If this is what an OPEC agreement looks like, it’s no wonder investors are losing faith.
The oil producer group’s job of engineering a short-term balance of supply and demand is getting harder and harder. Its own members and the non-OPEC “friends” it’s counting on to achieve production cuts are not doing the group any favors as its make-or-break Vienna meeting draws near. Without a credible deal on Nov. 30, market sentiment will turn even more bearish.
As I noted shortly before OPEC unexpectedly agreed in September to cut output, achieving that goal was never going to be straightforward. The group’s big-4 Gulf Arab producers were all producing near record levels, as was key non-OPEC participant, Russia.
Since then, things have got even worse. At this point, it’s going to take a minor miracle for the group to achieve the promise of a deal that’s barely a month old.
When OPEC reached its accord in Algiers, it needed to cut between 850,000 and 1.35 million barrels a day to get output down to its target range of 32.5 million to 33 million, based on Bloomberg supply estimates for September.
With October output estimates now in, the required cut has increased by another 150,000 barrels. That may not seem a lot, but Angola’s output was down 230,000 barrels due to maintenance and should come back this month. So, by the time OPEC meets it will probably need to cut an additional 400,000 barrels a day.
And that’s without any further growth in production from Libya or Nigeria, which isn’t looking likely — Nigeria exceeded 2 million barrels by the end of last month, while Libya added 180,000 barrels to its daily production and is aiming for more as it works to repair its main export terminal.
It’s not only an internal problem, as some key non-OPEC producers are nowhere near restricting supply.
Russian output hit another post-Soviet record of 11.2 million barrels a day last month. With new fields ramping up production and more due to start producing before year-end, that should climb further. Kazakhstan is seeing its first oil from the much-delayed Kashagan field, which could add as much as 370,000 barrels a day by the end of next year, or even sooner, according to field partner ENI SpA.
Brazil’s output is soaring. Official data show it reached 2.61 million barrels a day in August, on gains from huge deposits lying beneath the sea and thick layers of salt. That’s up by 260,000 barrels since January, and more is on the way.
All three countries, along with Azerbaijan, Mexico and Oman, met OPEC in Vienna at the end of October, but no firm pledges were forthcoming. Russia has said it may cut output, but prefers to freeze it, and in any event will only consider its position once OPEC has reached an internal agreement. Without its participation, success is unlikely, as Gadfly has noted.
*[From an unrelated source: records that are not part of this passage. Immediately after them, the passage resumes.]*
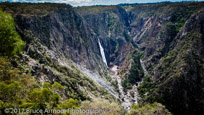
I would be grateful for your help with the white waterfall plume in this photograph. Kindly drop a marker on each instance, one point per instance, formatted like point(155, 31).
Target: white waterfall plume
point(102, 53)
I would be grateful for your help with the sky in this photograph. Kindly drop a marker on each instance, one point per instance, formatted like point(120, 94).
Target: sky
point(94, 2)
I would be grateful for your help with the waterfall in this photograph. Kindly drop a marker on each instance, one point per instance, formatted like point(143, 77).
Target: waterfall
point(102, 53)
point(143, 67)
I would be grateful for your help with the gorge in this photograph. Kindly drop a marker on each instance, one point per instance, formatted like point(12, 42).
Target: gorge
point(128, 58)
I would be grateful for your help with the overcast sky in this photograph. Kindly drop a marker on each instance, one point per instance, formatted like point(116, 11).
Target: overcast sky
point(94, 2)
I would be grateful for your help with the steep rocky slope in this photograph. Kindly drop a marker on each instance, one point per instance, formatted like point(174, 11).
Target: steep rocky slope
point(64, 44)
point(59, 46)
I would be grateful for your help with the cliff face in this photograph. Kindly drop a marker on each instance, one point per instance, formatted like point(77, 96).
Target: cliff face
point(171, 38)
point(59, 44)
point(60, 40)
point(168, 37)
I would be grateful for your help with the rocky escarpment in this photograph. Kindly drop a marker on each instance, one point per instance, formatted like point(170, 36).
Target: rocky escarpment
point(59, 46)
point(62, 40)
point(156, 29)
point(171, 42)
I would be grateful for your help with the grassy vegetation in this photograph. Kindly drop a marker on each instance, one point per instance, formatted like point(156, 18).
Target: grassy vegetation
point(149, 109)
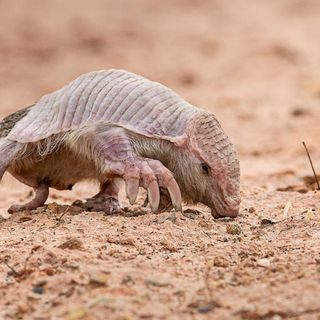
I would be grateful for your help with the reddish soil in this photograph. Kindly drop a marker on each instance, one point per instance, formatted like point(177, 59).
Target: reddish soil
point(256, 66)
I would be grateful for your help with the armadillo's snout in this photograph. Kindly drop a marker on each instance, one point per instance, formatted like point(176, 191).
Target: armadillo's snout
point(226, 210)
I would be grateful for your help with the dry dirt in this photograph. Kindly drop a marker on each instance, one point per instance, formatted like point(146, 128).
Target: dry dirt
point(256, 65)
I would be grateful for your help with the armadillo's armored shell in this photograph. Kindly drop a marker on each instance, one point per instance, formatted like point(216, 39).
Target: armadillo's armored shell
point(111, 96)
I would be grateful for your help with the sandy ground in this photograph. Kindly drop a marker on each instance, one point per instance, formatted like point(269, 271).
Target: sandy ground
point(256, 65)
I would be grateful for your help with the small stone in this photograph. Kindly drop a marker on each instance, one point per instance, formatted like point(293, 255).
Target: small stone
point(265, 263)
point(220, 262)
point(234, 229)
point(77, 313)
point(24, 219)
point(191, 214)
point(99, 278)
point(156, 283)
point(38, 289)
point(72, 244)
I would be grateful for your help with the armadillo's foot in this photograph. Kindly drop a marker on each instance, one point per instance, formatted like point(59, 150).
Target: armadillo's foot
point(151, 174)
point(165, 203)
point(107, 204)
point(41, 196)
point(106, 200)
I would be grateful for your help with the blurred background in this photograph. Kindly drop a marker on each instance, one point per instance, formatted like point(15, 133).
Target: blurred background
point(253, 63)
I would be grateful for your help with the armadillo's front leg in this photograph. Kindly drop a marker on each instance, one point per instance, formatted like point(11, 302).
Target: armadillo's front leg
point(106, 200)
point(41, 196)
point(121, 161)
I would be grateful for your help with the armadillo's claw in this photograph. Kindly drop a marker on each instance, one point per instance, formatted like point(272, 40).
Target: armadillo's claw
point(154, 195)
point(132, 189)
point(175, 194)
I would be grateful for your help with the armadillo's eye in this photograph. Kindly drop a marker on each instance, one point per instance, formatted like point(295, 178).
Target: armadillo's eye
point(205, 168)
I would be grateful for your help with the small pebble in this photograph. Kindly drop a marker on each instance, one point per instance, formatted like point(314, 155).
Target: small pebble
point(98, 278)
point(234, 229)
point(71, 244)
point(265, 263)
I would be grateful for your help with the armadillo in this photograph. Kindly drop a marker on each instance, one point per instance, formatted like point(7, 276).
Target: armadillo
point(112, 124)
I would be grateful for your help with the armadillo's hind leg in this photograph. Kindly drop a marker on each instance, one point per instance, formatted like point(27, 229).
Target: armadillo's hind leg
point(106, 200)
point(8, 153)
point(41, 196)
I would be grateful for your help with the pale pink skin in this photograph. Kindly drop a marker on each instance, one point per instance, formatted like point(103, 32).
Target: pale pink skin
point(114, 124)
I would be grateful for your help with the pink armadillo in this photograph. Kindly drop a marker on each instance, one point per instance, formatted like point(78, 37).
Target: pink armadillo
point(113, 124)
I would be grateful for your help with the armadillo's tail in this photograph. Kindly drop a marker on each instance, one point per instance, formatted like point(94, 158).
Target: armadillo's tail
point(9, 152)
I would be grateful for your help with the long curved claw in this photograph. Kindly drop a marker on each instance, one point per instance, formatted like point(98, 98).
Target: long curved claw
point(154, 195)
point(132, 189)
point(175, 194)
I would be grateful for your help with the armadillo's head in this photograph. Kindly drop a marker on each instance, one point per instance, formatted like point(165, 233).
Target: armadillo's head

Azerbaijan is ready to pledge it won’t raise output, an easy call to make as it continues to battle against falling production.
Even the high-cost North Sea is poised to ship the most crude in more than four years in December. Neither the U.K. nor Norway, the two main North Sea producers, attended the Vienna meeting.
The euphoria that followed the gathering in Algiers is evaporating. Oil prices are almost back where they were before that meeting, with Brent briefly dipping below $46 a barrel on Friday.
OPEC warned in its latest monthly bulletin that industry observers “should not be too quick to judge or criticize the Organization or its Member Countries. Over the years, we have seen how wildly inaccurate their predictions have been.”
It’s almost inconceivable that OPEC will fail to reach some form of agreement this month. Whether it will be enough to convince the market that it will make a difference is another matter entirely. Without an agreement to make real, substantial cuts, OPEC’s credibility will be in tatters and oil bears will run riot.